See the cases collected in 2 Wright, Federal Practice and Procedure § 467 at 256-57, 257 n.72 (1969).
While falling between the two extremes previously mentioned — i.e., the exclusion of every reasonable hypothesis on the one hand and equating a civil case with a criminal case on the other hand — the text enunciated in Gurley would provide the trial judge with a workable *670standard with which to screen effectively the evidence before it goes to the jury, rather than leaving- it to this court to pass upon with a cold record. Further, in screening the evidence, such a test serves to recognize the “fixed bounds of jury consideration.” This test was recently adopted by the Ninth Circuit in United States v. Nelson, 419 F.2d 1237 (9th cir. 1969). I find the court’s opinion by Judge Browning thorough and very persuasive.
Since the evidence of the defendant’s intent to embezzle the funds was such that “a reasonable mind might fairly conclude guilt beyond a reasonable doubt,” I concur with the result of the. majority opinion, while. recommending that the above rule be adopted by the court.
II. INSTRUCTION TO JURY ON CIRCUMSTANTIAL EVIDENCE
I do not think that a special instruction on circumstantial evidence informing the jury that it is duty-bound to choose the reasonable inference of innocence if two reasonable inferences are possible is constitutionally required. This is in spite of the fact that its origin is well founded in the common law.4 The question is whether the jury is adequately informed of the “proof beyond a reasonable doubt” standard by a general instruction in a case based on circumstantial evidence. If both the general and special instructions are adequate, the question to be decided is which instruction is preferable as a policy matter.
The United States Supreme Court has taught us that a special instruction on circumstantial evidence similar to that asked for by the defendant in this case is both “confusing and incorrect.” Holland v. United States, 348 U.S. 121, 139 (1954).5 As that court recognized, there is very *671little, if any, probative difference between direct and circumstantial evidence. See 1 Wigmore, Evidence §§ 25, 26 (3d ed. 1940). If adequate instructions are given on the reasonable doubt standard, and if the trial judge has been able to screen the evidence on a proper motion for acquittal or on his own initiative, see H.R.Cr.P. Rule 29(a), the failure to give such an instruction is not error.
Finally, Territory v. Honda, 31 Haw. 913, 914, (1931), cited by the majority in support of the trial court’s refusal to allow the special instruction on circumstantial evidence does not fit the facts of this case. In Honda there was direct evidence of assault with intent to rape, hence the necessity for the special instruction on circumstantial evidence was not present.
Having expressed my differences with the majority, I respectfully concur.
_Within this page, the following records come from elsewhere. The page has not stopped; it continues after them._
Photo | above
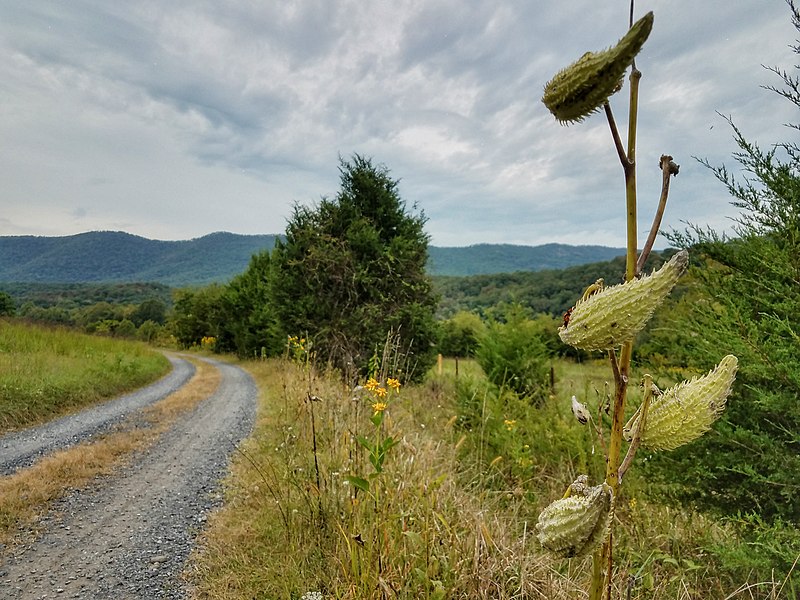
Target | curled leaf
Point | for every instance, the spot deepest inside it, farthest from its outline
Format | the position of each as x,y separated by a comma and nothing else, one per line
583,87
685,412
577,524
616,314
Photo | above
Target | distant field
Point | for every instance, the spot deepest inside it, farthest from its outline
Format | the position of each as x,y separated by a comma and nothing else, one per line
46,372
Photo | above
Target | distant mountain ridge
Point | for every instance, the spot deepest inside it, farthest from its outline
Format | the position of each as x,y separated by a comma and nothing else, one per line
119,257
487,259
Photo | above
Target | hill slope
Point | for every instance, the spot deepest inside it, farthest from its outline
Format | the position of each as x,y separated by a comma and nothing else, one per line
484,259
118,257
112,256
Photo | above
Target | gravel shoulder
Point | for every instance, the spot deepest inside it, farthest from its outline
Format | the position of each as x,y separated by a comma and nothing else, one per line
129,536
22,448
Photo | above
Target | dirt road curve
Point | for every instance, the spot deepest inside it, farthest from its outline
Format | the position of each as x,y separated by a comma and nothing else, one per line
129,536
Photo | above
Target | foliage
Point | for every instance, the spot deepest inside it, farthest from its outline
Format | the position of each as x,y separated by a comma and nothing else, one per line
249,324
456,504
747,298
547,291
198,313
506,258
113,256
513,354
71,296
460,335
7,305
352,269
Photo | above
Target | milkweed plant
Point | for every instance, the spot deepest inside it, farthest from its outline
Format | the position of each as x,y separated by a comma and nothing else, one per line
607,319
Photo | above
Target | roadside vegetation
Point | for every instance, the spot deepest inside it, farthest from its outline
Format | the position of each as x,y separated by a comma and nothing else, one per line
28,493
46,371
451,512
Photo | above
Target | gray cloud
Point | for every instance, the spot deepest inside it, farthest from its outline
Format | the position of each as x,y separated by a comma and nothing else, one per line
177,119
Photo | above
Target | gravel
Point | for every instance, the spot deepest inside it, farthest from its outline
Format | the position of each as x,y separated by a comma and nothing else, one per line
22,448
130,535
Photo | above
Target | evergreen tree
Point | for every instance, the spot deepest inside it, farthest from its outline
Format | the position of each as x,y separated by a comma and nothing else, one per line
352,270
747,301
249,323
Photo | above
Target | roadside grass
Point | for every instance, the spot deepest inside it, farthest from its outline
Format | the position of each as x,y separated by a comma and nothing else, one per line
28,493
45,372
453,510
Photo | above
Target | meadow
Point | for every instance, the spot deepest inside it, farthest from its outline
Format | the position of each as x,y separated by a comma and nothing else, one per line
433,491
50,371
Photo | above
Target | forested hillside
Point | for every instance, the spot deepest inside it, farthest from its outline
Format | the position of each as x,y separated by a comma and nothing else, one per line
113,256
506,258
550,291
118,257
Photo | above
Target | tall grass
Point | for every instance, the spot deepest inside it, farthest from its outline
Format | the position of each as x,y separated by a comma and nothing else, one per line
451,514
49,371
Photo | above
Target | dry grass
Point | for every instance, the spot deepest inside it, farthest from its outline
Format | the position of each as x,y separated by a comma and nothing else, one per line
438,523
27,493
426,530
46,372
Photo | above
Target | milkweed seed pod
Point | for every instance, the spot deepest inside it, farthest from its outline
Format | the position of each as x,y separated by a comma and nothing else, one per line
616,314
576,525
685,412
584,86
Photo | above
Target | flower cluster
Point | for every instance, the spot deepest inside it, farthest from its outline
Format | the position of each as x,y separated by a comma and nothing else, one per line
379,392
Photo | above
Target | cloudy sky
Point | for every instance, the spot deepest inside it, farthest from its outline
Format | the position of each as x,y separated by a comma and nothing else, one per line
176,119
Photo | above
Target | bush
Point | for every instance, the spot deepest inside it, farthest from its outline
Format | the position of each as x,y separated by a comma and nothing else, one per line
352,269
459,335
513,354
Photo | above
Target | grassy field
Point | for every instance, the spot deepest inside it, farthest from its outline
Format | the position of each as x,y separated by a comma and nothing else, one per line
433,492
47,371
27,493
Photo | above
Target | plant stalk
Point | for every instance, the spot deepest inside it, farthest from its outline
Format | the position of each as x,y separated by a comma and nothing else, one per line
603,559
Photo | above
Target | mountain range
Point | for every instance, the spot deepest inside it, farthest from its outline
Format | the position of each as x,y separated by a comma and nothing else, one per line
118,257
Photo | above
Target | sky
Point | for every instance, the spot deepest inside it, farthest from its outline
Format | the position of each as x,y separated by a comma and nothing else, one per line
172,120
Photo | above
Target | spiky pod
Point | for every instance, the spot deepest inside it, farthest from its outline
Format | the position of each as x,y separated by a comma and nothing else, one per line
584,86
685,412
576,525
616,314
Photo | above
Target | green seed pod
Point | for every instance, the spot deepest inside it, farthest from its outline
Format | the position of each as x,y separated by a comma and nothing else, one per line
576,525
685,412
584,86
616,314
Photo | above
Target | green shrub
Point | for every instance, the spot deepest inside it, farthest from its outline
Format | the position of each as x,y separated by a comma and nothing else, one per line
513,354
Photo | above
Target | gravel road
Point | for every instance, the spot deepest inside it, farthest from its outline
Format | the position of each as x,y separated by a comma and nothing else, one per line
22,448
129,536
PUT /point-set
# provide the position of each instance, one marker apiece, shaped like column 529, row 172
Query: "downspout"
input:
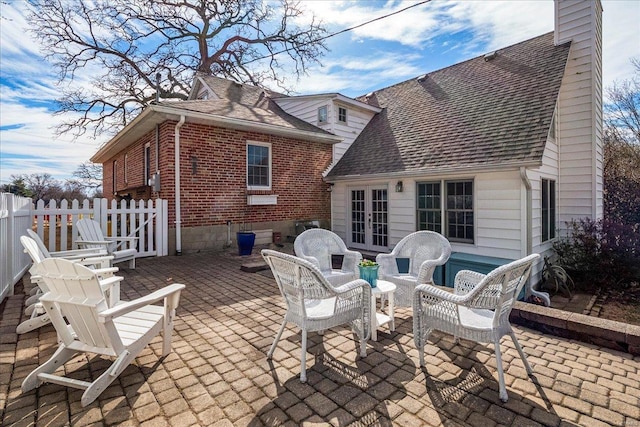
column 177, row 186
column 528, row 203
column 529, row 289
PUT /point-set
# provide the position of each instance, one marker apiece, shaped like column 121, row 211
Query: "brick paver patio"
column 218, row 374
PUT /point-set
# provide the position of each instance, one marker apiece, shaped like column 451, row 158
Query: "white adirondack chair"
column 38, row 317
column 477, row 310
column 74, row 293
column 314, row 304
column 424, row 251
column 317, row 246
column 91, row 236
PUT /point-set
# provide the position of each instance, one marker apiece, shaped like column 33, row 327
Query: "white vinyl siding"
column 580, row 112
column 307, row 109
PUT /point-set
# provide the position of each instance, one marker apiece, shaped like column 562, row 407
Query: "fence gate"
column 146, row 220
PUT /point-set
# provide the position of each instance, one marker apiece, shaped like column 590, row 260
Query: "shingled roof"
column 478, row 113
column 244, row 102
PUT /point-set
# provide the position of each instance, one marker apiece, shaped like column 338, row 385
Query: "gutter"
column 240, row 124
column 439, row 171
column 177, row 185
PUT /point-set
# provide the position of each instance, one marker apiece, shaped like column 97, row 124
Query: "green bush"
column 600, row 253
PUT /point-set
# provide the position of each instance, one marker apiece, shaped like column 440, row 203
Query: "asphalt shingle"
column 473, row 114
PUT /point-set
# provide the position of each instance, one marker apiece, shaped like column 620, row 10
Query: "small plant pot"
column 370, row 274
column 246, row 240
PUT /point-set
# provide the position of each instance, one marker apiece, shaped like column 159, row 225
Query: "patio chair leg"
column 276, row 339
column 59, row 358
column 33, row 323
column 523, row 356
column 303, row 358
column 503, row 389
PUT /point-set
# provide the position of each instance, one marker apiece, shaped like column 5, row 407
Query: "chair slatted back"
column 421, row 246
column 33, row 249
column 320, row 244
column 500, row 288
column 39, row 242
column 90, row 230
column 298, row 280
column 75, row 294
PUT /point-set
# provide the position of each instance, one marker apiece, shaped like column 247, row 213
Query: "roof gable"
column 474, row 114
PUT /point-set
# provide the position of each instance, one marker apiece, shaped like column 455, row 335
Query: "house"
column 496, row 152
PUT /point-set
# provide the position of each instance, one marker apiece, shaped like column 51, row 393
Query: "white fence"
column 15, row 217
column 56, row 225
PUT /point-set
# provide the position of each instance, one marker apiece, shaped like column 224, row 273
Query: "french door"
column 369, row 218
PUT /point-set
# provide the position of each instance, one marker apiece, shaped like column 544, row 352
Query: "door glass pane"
column 358, row 221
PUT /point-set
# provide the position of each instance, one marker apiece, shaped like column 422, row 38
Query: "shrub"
column 600, row 253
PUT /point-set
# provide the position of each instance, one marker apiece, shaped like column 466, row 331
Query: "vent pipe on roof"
column 490, row 56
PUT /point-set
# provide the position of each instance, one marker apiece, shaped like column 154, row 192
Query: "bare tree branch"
column 107, row 52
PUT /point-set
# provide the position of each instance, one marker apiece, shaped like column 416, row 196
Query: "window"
column 258, row 166
column 126, row 158
column 342, row 114
column 457, row 209
column 147, row 164
column 322, row 114
column 548, row 209
column 429, row 207
column 115, row 176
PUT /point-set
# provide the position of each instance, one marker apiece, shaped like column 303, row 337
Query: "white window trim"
column 146, row 163
column 261, row 144
column 346, row 114
column 126, row 164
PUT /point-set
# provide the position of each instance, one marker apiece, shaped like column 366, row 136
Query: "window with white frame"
column 342, row 114
column 548, row 209
column 446, row 207
column 322, row 114
column 258, row 166
column 147, row 163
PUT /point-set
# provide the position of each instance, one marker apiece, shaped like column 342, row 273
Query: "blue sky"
column 424, row 38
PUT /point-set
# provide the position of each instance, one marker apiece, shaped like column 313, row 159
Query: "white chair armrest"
column 387, row 264
column 78, row 253
column 313, row 260
column 433, row 293
column 106, row 243
column 350, row 261
column 129, row 306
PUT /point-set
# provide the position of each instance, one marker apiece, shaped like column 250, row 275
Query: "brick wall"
column 213, row 176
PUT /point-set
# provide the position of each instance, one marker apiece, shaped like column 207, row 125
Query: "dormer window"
column 322, row 114
column 342, row 114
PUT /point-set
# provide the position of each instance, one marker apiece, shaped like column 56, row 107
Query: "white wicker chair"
column 313, row 304
column 477, row 310
column 424, row 250
column 317, row 245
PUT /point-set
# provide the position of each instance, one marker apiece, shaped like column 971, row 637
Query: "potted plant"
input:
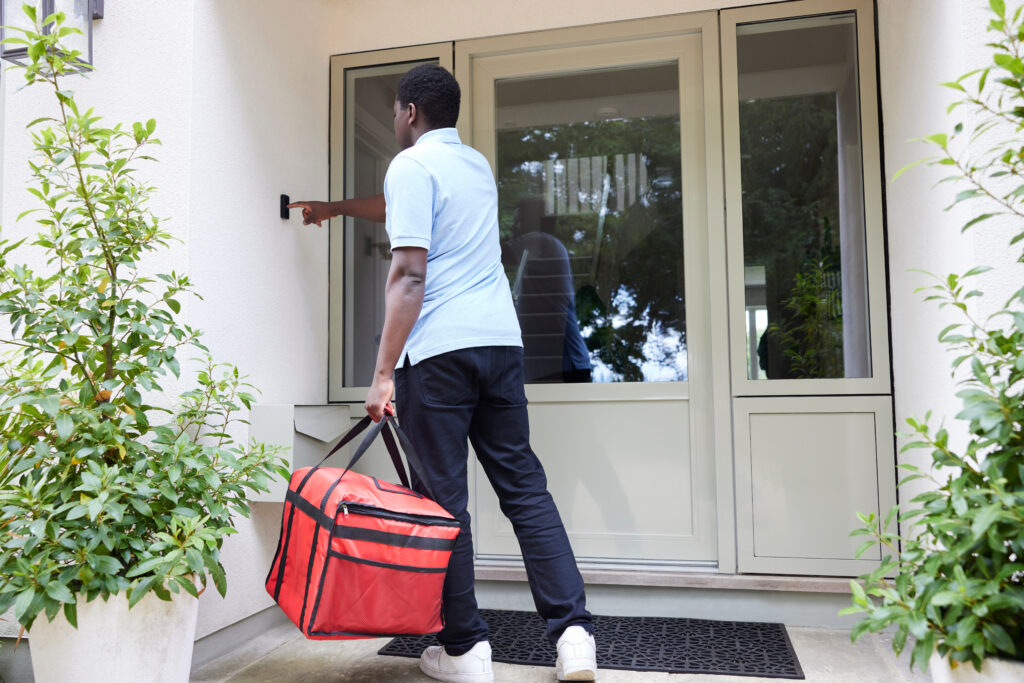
column 113, row 510
column 958, row 566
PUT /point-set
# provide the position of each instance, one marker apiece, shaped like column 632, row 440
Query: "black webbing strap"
column 415, row 464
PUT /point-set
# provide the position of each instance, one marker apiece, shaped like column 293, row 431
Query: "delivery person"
column 451, row 354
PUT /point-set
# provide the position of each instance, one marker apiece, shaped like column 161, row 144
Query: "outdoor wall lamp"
column 79, row 15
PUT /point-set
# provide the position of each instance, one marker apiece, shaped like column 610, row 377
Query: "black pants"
column 476, row 394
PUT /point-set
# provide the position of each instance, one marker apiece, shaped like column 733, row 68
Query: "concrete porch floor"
column 283, row 654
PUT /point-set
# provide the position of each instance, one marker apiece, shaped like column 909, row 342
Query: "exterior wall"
column 240, row 92
column 922, row 44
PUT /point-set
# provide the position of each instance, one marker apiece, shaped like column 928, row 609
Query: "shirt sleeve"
column 409, row 193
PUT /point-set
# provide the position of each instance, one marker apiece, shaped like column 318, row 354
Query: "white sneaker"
column 473, row 667
column 577, row 655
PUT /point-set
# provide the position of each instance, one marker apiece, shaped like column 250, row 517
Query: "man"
column 451, row 352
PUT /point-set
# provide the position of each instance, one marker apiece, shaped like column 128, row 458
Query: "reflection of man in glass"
column 542, row 287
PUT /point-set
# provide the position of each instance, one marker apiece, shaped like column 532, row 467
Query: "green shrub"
column 100, row 492
column 958, row 581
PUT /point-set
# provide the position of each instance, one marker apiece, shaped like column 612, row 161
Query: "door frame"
column 338, row 355
column 708, row 389
column 880, row 382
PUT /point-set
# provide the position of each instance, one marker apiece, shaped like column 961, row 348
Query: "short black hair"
column 434, row 91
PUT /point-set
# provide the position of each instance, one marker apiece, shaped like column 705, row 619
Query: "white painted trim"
column 885, row 467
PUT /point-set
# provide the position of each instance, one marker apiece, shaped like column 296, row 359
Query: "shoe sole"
column 583, row 674
column 460, row 678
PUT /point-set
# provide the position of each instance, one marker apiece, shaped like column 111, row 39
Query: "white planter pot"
column 153, row 641
column 993, row 670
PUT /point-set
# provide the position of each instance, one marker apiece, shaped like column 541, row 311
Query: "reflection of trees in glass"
column 790, row 169
column 812, row 336
column 629, row 280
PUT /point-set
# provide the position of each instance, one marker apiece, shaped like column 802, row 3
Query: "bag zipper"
column 371, row 511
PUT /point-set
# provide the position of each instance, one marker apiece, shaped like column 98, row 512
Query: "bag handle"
column 415, row 464
column 349, row 435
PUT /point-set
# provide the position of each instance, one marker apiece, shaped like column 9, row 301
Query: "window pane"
column 590, row 208
column 370, row 145
column 804, row 253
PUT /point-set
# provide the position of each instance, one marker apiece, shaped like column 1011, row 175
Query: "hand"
column 380, row 395
column 312, row 212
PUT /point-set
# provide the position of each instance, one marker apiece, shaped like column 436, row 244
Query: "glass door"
column 599, row 155
column 812, row 397
column 363, row 90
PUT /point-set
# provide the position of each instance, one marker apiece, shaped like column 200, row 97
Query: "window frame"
column 880, row 382
column 339, row 352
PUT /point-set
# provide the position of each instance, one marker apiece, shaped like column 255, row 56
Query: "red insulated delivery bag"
column 359, row 557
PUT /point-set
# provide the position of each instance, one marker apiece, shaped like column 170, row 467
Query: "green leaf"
column 139, row 590
column 59, row 592
column 23, row 603
column 104, row 563
column 999, row 637
column 943, row 598
column 65, row 426
column 985, row 519
column 71, row 613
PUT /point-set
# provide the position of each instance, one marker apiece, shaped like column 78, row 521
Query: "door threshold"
column 700, row 577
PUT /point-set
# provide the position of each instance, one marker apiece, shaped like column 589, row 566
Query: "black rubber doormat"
column 640, row 643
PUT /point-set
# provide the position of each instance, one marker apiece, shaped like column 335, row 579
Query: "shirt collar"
column 441, row 135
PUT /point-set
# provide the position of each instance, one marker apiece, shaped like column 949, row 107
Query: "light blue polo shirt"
column 441, row 197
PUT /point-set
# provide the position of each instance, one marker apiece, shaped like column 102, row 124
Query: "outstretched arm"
column 371, row 208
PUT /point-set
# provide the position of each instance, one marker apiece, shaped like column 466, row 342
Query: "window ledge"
column 497, row 570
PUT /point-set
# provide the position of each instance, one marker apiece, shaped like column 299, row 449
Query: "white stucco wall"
column 922, row 44
column 240, row 92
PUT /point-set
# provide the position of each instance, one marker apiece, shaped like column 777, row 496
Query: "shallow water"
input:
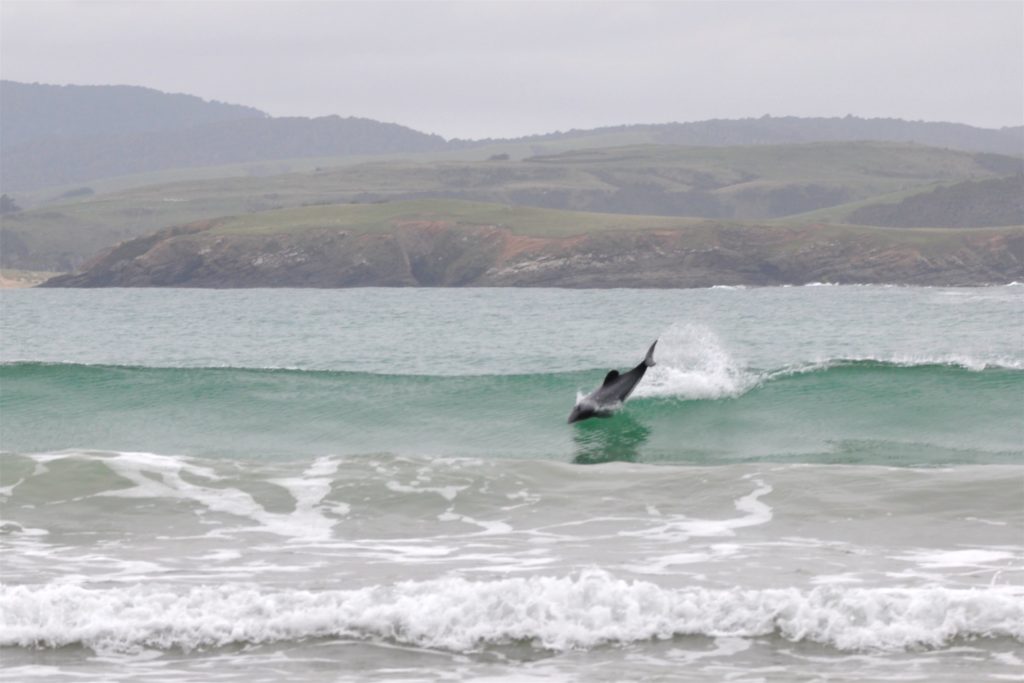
column 814, row 483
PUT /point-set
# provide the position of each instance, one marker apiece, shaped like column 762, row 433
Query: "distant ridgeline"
column 131, row 186
column 60, row 135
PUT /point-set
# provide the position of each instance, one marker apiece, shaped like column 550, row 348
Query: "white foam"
column 157, row 476
column 973, row 557
column 692, row 363
column 557, row 613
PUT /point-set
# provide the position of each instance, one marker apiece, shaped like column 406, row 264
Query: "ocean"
column 813, row 483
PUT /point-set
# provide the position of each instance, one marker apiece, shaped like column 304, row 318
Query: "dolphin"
column 612, row 392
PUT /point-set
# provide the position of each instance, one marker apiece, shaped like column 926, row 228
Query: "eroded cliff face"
column 443, row 254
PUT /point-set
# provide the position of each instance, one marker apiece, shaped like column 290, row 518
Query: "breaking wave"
column 582, row 611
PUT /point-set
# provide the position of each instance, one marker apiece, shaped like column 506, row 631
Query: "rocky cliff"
column 448, row 254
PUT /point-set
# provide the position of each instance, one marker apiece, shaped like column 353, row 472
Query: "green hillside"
column 759, row 182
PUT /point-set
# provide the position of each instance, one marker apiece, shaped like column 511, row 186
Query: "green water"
column 856, row 412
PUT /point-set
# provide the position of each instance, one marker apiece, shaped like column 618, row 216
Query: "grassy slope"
column 80, row 228
column 555, row 223
column 361, row 218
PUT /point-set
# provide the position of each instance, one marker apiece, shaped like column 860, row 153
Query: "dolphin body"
column 612, row 392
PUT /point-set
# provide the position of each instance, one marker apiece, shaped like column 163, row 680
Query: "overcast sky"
column 504, row 69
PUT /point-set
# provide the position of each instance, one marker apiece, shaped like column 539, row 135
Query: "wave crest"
column 554, row 613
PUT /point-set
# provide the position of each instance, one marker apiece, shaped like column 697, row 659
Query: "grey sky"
column 504, row 69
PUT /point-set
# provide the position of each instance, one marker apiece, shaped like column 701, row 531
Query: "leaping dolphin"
column 613, row 391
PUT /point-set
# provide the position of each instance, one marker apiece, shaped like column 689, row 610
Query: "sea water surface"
column 813, row 483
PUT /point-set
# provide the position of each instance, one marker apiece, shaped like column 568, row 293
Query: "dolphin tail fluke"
column 649, row 358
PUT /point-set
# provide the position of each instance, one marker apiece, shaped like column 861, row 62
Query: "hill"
column 760, row 182
column 783, row 130
column 33, row 112
column 68, row 135
column 57, row 162
column 446, row 243
column 969, row 204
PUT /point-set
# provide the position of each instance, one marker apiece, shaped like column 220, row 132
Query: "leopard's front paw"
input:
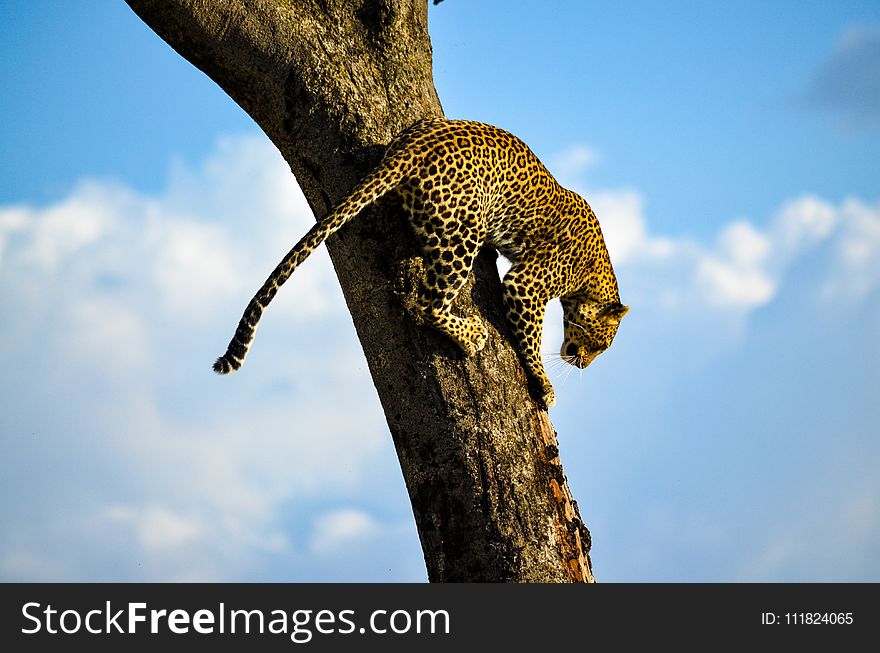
column 479, row 334
column 548, row 397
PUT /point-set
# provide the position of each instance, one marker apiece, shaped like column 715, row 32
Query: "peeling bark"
column 330, row 82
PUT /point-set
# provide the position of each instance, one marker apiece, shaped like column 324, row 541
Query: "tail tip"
column 226, row 365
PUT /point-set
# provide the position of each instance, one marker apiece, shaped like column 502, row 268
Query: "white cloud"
column 337, row 530
column 745, row 265
column 123, row 301
column 158, row 529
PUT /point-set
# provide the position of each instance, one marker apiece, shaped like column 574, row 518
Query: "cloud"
column 337, row 530
column 848, row 83
column 743, row 267
column 117, row 303
column 128, row 460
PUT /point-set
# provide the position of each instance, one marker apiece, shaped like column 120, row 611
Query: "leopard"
column 465, row 185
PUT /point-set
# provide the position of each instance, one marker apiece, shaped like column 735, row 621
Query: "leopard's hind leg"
column 451, row 241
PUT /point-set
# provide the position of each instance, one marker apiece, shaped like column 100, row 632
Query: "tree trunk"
column 331, row 82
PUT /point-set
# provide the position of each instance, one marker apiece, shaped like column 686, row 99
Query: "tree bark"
column 331, row 82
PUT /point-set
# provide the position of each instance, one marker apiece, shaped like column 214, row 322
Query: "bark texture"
column 331, row 82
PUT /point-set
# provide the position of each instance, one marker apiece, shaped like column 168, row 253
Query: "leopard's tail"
column 378, row 183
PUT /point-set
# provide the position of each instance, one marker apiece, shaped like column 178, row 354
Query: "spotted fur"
column 465, row 184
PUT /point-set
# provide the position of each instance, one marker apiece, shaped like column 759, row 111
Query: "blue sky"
column 732, row 155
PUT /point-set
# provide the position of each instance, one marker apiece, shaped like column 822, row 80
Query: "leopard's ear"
column 613, row 312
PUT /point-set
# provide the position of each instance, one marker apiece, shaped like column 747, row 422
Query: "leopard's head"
column 589, row 329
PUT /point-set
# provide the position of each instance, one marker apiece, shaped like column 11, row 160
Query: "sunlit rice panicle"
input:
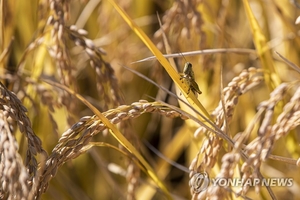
column 246, row 80
column 72, row 142
column 16, row 178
 Weathers v. United States, 322 F.2d 566 (9th cir. 1963); Jackson v. United States, 250 F.2d 897 (5th cir. 1958); State v. Butler, 51 Haw. 180, 187, 455 P.2d 4, 8 (1969) (concurring opinion).

 See Cephus v. United States, 324 F.2d 893 (D.C. cir. 1963) (opinion by Bazelon, C.J. with Wright, J. concurring); see generally, Note, The Motion for Acquittal: A Neglected Safeguard, 70 Yale L.J. 1151 (1961); 8 Moore, Federal Practice ¶ 29.05 (2d ed. 1969).

 See Note, supra, note 2 at 1152, n.9 (citing cases); compare Low v. Honolulu Rapid Transit, 50 Haw. 582, 445 P.2d 372 (1968) for the traditional civil rule in a civil case.

 This is the famous Hodge’s Case instruction. 2 Lewin 227, 168 Eng. Rep. 1136 (1838).